Sequence and embryonic expression of the amphioxus engrailed gene (AmphiEn): the metameric pattern of transcription resembles that of its segment-polarity homolog in Drosophila
- PMID: 9165120
- DOI: 10.1242/dev.124.9.1723
Sequence and embryonic expression of the amphioxus engrailed gene (AmphiEn): the metameric pattern of transcription resembles that of its segment-polarity homolog in Drosophila
Abstract
Vertebrate segmentation has been proposed as an evolutionary inheritance either from some metameric protostome or from a more closely related deuterostome. To address this question, we studied the developmental expression of AmphiEn, the engrailed gene of amphioxus, the closest living invertebrate relative of the vertebrates. In neurula embryos of amphioxus, AmphiEn is expressed along the anteroposterior axis as metameric stripes, each located in the posterior part of a nascent or newly formed segment. This pattern resembles the expression stripes of the segment-polarity gene engrailed, which has a key role in establishing and maintaining the metameres in embryos of Drosophila and other metameric protostomes. Later, amphioxus embryos express AmphiEn in non-metameric patterns - transiently in the embryonic ectoderm and dorsal nerve cord. Nerve cord expression occurs in a few cells approximately midway along the rostrocaudal axis and also in a conspicuous group of anterior cells in the cerebral vesicle at a level previously identified as corresponding to the vertebrate diencephalon. Compared to vertebrate engrailed expression at the midbrain/hindbrain boundary, AmphiEn expression in the cerebral vesicle is relatively late.

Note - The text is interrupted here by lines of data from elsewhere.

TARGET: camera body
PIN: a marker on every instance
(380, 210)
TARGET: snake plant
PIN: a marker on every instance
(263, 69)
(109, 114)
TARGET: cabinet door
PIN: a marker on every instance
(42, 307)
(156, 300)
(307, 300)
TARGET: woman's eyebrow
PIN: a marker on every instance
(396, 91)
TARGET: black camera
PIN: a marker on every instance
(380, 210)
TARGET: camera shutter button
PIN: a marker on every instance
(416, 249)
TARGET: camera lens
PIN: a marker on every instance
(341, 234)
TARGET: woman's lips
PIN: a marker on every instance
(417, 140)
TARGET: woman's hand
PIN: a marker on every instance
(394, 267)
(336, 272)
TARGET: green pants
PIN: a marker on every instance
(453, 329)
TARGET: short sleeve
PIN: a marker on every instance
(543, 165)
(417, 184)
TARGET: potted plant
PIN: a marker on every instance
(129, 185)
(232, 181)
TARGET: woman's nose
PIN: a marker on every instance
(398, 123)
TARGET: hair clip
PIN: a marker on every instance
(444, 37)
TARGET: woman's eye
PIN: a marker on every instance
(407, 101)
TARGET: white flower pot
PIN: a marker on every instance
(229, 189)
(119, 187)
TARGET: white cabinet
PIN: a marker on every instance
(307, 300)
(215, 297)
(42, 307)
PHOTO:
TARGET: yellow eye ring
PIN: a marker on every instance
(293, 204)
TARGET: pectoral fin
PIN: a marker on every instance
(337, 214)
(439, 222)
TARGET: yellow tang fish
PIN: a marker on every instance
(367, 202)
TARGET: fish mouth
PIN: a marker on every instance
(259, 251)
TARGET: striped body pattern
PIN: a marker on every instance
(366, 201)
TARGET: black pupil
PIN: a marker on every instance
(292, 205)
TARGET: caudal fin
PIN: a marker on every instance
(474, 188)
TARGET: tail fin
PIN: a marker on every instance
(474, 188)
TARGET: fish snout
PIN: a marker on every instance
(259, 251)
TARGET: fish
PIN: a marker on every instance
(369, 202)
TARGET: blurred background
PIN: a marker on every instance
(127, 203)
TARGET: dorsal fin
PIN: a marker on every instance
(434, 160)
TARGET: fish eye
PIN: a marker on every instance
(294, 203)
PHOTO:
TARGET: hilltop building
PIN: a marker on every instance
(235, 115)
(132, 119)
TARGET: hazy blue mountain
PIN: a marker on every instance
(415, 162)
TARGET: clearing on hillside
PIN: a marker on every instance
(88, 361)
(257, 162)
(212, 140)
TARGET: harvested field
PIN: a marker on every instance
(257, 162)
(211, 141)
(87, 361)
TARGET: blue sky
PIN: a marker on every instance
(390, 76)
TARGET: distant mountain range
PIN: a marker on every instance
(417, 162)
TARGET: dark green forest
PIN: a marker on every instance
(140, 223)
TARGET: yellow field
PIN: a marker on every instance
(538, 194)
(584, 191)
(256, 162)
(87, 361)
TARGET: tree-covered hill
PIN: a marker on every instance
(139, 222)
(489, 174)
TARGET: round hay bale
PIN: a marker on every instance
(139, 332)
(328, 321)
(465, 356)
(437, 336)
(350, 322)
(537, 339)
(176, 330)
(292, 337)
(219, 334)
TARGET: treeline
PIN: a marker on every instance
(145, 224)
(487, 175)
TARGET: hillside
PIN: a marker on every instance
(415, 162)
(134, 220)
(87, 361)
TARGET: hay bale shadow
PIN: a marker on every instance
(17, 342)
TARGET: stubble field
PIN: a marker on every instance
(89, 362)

Thus, it is uncertain whether the cerebral vesicle expression marks the rostral end of the amphioxus hindbrain; if it does, then amphioxus may have little or no homolog of the vertebrate midbrain. The segmental expression of AmphiEn in forming somites suggests that the functions of engrailed homologs in establishing and maintaining a metameric body plan may have arisen only once during animal evolution. If so, the protostomes and deuterostomes probably shared a common segmented ancestor.